Probabilities and proportions: which one is the chart showing

The New York Times showed this chart (link):

Nyt_unvaccinated_undeterred

My first read: oh my gosh, 40-50% of the unvaccinated Americans are living their normal lives - dining at restaurants, assembling with more than 10 people, going to religious gatherings.

After reading the text around this chart, I realize I have misinterpreted it.

The chart should be read by columns. Each column is a "pie chart". For example, the first column shows that half the restaurant diners are not vaccinated, a third are fully vaccinated, and the remainder are partially vaccinated. The other columns have roughly the same proportions.

The author says "The rates of vaccination among people doing these activities largely reflect the rates in the population." This line is perhaps more confusing than intended. What she's saying is that in the general population, half of us are unvaccinated, a third are fully unvaccinated, and the remainder are partially vaccinated.

Here's a picture:

Junkcharts_redo_nyt_unvaccinatedundeterred

What this chart is saying is that the people dining out is like a random sample from all Americans. So too the other groups depicted. What Americans are choosing to do is independent of their vaccination status.
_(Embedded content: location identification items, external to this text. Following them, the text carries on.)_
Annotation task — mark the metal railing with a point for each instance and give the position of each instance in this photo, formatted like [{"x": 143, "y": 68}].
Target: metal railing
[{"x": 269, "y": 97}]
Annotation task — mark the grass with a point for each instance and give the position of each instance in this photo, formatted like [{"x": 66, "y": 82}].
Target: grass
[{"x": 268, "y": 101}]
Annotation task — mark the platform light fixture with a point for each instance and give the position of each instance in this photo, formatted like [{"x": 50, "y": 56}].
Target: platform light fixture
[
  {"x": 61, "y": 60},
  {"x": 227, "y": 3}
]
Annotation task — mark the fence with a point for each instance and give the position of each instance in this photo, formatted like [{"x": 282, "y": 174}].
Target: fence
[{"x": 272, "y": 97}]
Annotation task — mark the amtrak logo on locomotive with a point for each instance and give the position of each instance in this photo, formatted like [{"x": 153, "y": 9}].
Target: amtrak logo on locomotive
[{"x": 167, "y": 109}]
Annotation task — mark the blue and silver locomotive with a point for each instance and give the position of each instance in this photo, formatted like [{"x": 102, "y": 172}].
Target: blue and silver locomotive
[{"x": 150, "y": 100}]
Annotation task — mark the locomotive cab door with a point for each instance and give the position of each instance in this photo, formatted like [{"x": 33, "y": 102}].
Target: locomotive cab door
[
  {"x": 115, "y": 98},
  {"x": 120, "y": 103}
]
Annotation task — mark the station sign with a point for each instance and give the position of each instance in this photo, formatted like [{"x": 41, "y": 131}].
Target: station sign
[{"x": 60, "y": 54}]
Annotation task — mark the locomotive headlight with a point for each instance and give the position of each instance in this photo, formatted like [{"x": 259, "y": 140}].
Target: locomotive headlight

Unvaccinated people are no less likely to be doing all these activities than the fully vaccinated. This raises the question: are half of the people not wearing masks outdoors unvaccinated?

***

Why did I read the chart wrongly in the first place? It has to do with expectations.

Most survey charts plot probabilities not proportions. I haphazardly grabbed the following Pew Research chart as an example:

Pew_kids_socialmedia

From this chart, we learn that 30% of kids 9-11 years old uses TikTok compared to 11% of kids 5-8.  The percentages down a column do not sum to 100%.